Il cattivo poeta, film d’esordio del regista Gianluca Jodice, è un omaggio al ‘poeta sacro’ Gabriele D’Annunzio, soprannominato il Vate, a cui uno straordinario Sergio Castellitto presta il suo volto.
Noi di Shockwave Magazine abbiamo assistito alla proiezione di Il cattivo poeta in occasione della 48° edizione dei Premi Flaiano, che come ogni anno viene organizzato a Pescara, città natale del poeta, proprio nel teatro che porta il suo nome.
Alla regia troviamo un esordiente Gianluca Jodice, che si cimenta per la prima volta con un lungometraggio e che fa un ottimo lavoro, rispettando infatti i fatti storici senza stravolgerli e senza sfociare nella banalità. Se poi ci aggiungiamo l’esperienza di Matteo Rovere alla produzione e una colonna sonora di Michele Braga che va di pari passo con la sceneggiatura allora Il cattivo poeta ha tutte le carte in regola per essere un folgorante film omaggio ad un grande poeta (e uomo).

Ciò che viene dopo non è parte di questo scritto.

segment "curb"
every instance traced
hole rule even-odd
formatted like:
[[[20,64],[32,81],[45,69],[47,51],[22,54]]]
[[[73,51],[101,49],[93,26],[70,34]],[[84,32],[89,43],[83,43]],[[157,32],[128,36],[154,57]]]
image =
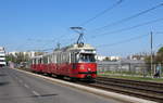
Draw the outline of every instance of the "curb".
[[[21,70],[21,69],[15,69],[15,70],[18,70],[18,72],[22,72],[22,73],[25,73],[25,74],[28,74],[28,75],[33,75],[33,76],[36,76],[36,77],[40,77],[40,78],[43,78],[46,80],[50,80],[52,82],[55,82],[58,85],[60,83],[60,85],[68,86],[68,87],[76,88],[76,89],[79,89],[79,90],[83,90],[83,91],[87,91],[87,92],[90,92],[90,93],[93,93],[93,94],[97,94],[97,95],[101,95],[101,96],[104,96],[104,98],[111,98],[111,99],[114,99],[114,100],[118,100],[118,101],[122,101],[122,102],[125,102],[125,103],[126,102],[127,103],[158,103],[158,102],[154,102],[154,101],[143,100],[143,99],[135,98],[135,96],[124,95],[124,94],[110,92],[110,91],[104,91],[104,90],[100,90],[100,89],[96,89],[96,88],[91,88],[91,87],[86,87],[86,86],[82,86],[82,85],[77,85],[77,83],[73,83],[73,82],[68,82],[68,81],[63,81],[63,80],[59,80],[59,79],[55,79],[55,78],[50,78],[50,77],[37,75],[37,74],[34,74],[34,73],[29,73],[29,72],[25,72],[25,70]]]

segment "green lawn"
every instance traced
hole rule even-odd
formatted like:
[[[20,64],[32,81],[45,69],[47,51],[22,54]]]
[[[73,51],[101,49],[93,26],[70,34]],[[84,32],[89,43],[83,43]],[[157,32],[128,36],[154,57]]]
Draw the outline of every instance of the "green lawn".
[[[110,74],[110,73],[98,73],[98,76],[111,77],[111,78],[123,78],[123,79],[131,79],[131,80],[141,80],[141,81],[154,81],[154,82],[163,82],[162,78],[153,78],[153,77],[142,77],[136,75],[121,75],[121,74]]]

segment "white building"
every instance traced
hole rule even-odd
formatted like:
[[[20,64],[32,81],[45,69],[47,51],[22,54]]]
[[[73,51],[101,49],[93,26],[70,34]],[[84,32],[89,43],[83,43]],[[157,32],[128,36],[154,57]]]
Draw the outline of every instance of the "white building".
[[[34,51],[29,51],[29,52],[13,51],[13,52],[9,52],[8,54],[12,54],[13,56],[16,56],[16,53],[23,53],[24,55],[27,54],[29,57],[34,57],[36,52],[34,52]]]
[[[5,50],[3,47],[0,47],[0,66],[7,65],[5,62]]]
[[[96,55],[97,61],[103,61],[106,56],[103,55]]]

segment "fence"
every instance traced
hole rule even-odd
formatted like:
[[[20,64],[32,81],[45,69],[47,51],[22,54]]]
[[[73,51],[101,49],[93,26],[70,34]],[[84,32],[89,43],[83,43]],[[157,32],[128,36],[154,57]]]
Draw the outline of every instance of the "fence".
[[[98,73],[105,75],[129,75],[150,77],[156,74],[159,64],[147,63],[123,63],[123,62],[98,62]],[[163,76],[163,64],[159,70],[160,76]]]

Giovanni Comini, interpretato da uno strabiliante Francesco Patanè, è un giovane laureato che si occupa di politica, vive a Brescia, città in cui ha sede la Casa del Fascio, ed è un convinto sostenitore del Partito fascista appena promosso a federale, promozione che lui stesso definisce ‘un personale successo come un tassello per raggiungere qualcosa d’importante, in nome di un’Italia padrone del proprio destino’.
Nella primavera del 1936 viene convocato a Roma dal segretario Starace per ricevere un nuovo e alquanto delicato incarico: dovrà far sì che il poeta Gabriele D’Annunzio si fidi di lui in modo da spiarlo per conto del regime. Starace paragona D’Annunzio a un dente guasto, o lo si ricopre d’oro o lo si estirpa.

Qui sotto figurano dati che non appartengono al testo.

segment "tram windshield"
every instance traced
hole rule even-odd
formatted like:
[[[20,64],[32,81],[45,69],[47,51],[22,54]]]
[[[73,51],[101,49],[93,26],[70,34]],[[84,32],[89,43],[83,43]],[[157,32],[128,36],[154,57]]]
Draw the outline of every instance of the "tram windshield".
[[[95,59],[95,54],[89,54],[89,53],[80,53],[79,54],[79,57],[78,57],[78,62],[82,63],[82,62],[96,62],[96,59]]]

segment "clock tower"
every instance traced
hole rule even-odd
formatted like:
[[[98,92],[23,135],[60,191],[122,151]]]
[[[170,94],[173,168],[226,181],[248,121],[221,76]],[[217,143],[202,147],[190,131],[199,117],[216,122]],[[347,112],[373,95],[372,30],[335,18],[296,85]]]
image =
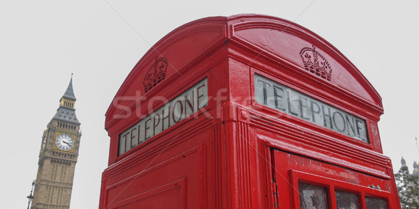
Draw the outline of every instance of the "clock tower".
[[[59,107],[42,136],[32,209],[70,208],[82,136],[75,103],[72,75]]]

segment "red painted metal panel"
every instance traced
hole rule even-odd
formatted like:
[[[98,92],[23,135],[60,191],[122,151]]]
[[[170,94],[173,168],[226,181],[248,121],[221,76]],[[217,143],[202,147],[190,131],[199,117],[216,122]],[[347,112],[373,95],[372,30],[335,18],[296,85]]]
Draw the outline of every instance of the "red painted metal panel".
[[[256,91],[256,75],[270,81],[264,86],[272,85],[271,105],[260,102],[267,91]],[[203,80],[205,93],[190,91]],[[300,96],[278,93],[282,87],[275,84]],[[194,96],[207,102],[195,108],[200,102],[190,100]],[[309,100],[321,104],[317,109],[308,107],[314,105]],[[274,105],[286,100],[294,110]],[[155,131],[164,120],[162,109],[171,109],[174,119],[175,110],[188,107],[191,116],[184,109],[184,117]],[[330,108],[341,118],[349,116],[337,123],[339,117],[325,111]],[[307,114],[323,117],[324,124],[312,123]],[[110,105],[109,167],[99,208],[298,208],[299,181],[355,192],[361,208],[369,196],[399,208],[391,162],[382,155],[377,126],[382,114],[379,95],[360,72],[301,26],[258,15],[188,23],[150,49]],[[154,122],[138,123],[144,118]],[[368,140],[348,130],[355,133],[364,123]]]

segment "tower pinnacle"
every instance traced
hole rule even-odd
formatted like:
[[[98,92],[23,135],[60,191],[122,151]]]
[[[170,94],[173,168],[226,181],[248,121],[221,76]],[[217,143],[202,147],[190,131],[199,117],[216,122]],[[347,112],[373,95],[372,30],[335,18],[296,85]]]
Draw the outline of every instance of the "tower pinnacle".
[[[71,73],[71,79],[70,79],[68,87],[67,87],[67,90],[66,91],[66,93],[64,93],[63,98],[75,101],[75,96],[74,95],[74,91],[73,91],[73,73]]]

D’Annunzio non molto tempo prima era amico stretto del Duce, mentre ora se ne sta rinchiuso a Gardone Riviera, dove il suo Vittoriale è diventato una corte di dissenso. Per di più, D’Annunzio nutre una forte avversione nei confronti della Germania e dell’alleanza tra Mussolini e Hitler, per cui in un momento come questo è necessario sradicare ogni dubbio. La più piccola minaccia, che sia concreta o meno, va eliminata alla radice o potrebbe rappresentare un ostacolo per l’avanzata dell’impero.
Il Partito così organizza una stretta sorveglianza persino dei suoi stessi affiliati. D’Annunzio si è ormai da tempo ritirato in esilio al Vittoriale, una sorta di dimora di forzata clausura, il castigo di una lunga devozione, circondato dalle sue donne, tra cui le fedeli Luisa e Amèlie, e fa uso di cocaina.
Nell’autunno dello stesso anno Giovanni ritorna brevemente a casa dove inizia una relazione con una donna di nome Lina. Al suo ritorno, scopre che D’Annunzio è venuto a conoscenza dell’intenzione del Duce di appoggiare Hitler nella rivendicazione della Spagna da parte di Franco, e dice a Giovanni che presagi funesti si sono avverati. Comini viene incaricato dallo stesso poeta di organizzare un incontro col Duce nella speranza di riuscire a dissuaderlo, ma non riuscendoci trova un compromesso e con la sua persuasione riesce a far ripartire i lavori per la costruzione di un anfiteatro nei giardini del Vittoriale.
D’Annunzio sarà anche vecchio (ma almeno non gobbo come il recanatese aggiungerebbe lui) ma è ancora intelligente: sa infatti di essere spiato ed è consapevole della missione di Giovanni ma decide di non avvertire i suoi superiori perché lo ritiene solo un bravo soldato che esegue gli ordini. Tra i due s’instaura così un profondo rapporto di stima reciproca.
Nel 1937, a seguito della morte di Guglielmo Marconi, D’Annunzio viene promosso a presidente dell’Accademia d’Italia, incarico che accetta pur non essendone entusiasta. Mentre D’Annunzio inizia a mostrare i primi segni di squilibrio, Giovanni assiste alle torture sugli antifascisti, tra cui il fratello della sua amata, che decide di impiccarsi, provocando una prima scissione nelle convinzioni del soldato leale. Dopo la sua morte infatti il volto di omaggio non sarà colmo di speranza e di ottimismo, ma piuttosto quello di un ragazzo in guerra o che la guerra non se l’era immaginata bene.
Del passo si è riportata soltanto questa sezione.